Il commissario Santiago
ci aveva pensato prima di addormentarsi e ne approfittò per esprimere a voce
alta alcuni dei dubbi che gli erano sorti. Di solito non parlava mai con
nessuno, al di fuori della Questura, delle indagini che erano in corso. Al
riguardo la sua riservatezza era pressoché totale. Ma con l’avvocato era
diverso. In qualche modo le ricordava sua moglie. Aveva imparato a fidarsi di
lei e in nessun modo sentiva di venir meno al suo dovere di mantenere il dovuto
riserbo professionale. Anzi, il suo istinto di sbirro lo induceva a ritenere
che un confronto con quella donna potesse essere utile allo sviluppo delle sue
indagini.
«Mi chiedevo da dove possa essere entrato l’assassino» disse affrontando uno dei dilemmi che lo avevano tenuto occupato la sera precedente, prima di addormentarsi. «A parte la possibilità che sia stata la vittima ad aprirgli la porta per ingenuità o per conoscenza del suo assassino, non so proprio che dire.
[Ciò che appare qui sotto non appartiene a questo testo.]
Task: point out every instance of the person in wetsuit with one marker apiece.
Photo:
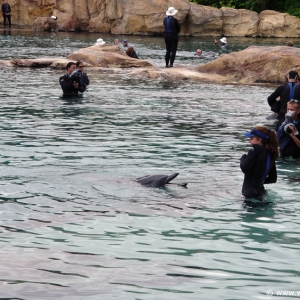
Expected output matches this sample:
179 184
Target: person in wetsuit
6 11
70 86
288 134
285 92
259 164
172 28
131 52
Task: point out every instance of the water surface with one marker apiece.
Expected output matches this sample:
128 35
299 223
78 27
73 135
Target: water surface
75 224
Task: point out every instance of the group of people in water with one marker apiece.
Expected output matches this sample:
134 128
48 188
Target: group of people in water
259 165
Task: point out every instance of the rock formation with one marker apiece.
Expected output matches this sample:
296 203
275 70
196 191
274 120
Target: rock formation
256 64
145 17
100 56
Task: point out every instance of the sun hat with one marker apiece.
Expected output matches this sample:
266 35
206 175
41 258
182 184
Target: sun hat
100 42
171 11
257 133
223 40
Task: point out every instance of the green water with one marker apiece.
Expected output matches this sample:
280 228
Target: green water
74 223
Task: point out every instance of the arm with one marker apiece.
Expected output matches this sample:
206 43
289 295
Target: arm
247 161
177 26
66 85
294 137
275 94
272 175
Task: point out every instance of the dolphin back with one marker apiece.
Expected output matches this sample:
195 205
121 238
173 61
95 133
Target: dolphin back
156 180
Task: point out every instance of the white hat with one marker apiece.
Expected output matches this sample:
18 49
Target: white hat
100 42
171 11
223 40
Ispezionando la casa ho pensato che una via di accesso clandestino possa essere stato dalla mansarda. Infatti, lì ci sono due lucernari, con apertura a ribalta. Entrambi li ho trovati aperti. Ma mentre uno era fissato con l’apertura per la ventilazione, che consiste nell’appoggio del telaio a una levetta a scomparsa, estraibile ad angolo retto per il fissaggio, l’altra era semplicemente appoggiata al telaio, come se qualcuno l’avesse aperta per entrare, o magari anche per uscire, e non l’avesse risistemata. E questo secondo lucernario, per combinazione, è proprio quello che consente l’immissione nei tetti circostanti, mentre l’altro guarda nel vuoto, esattamente dalla parte opposta!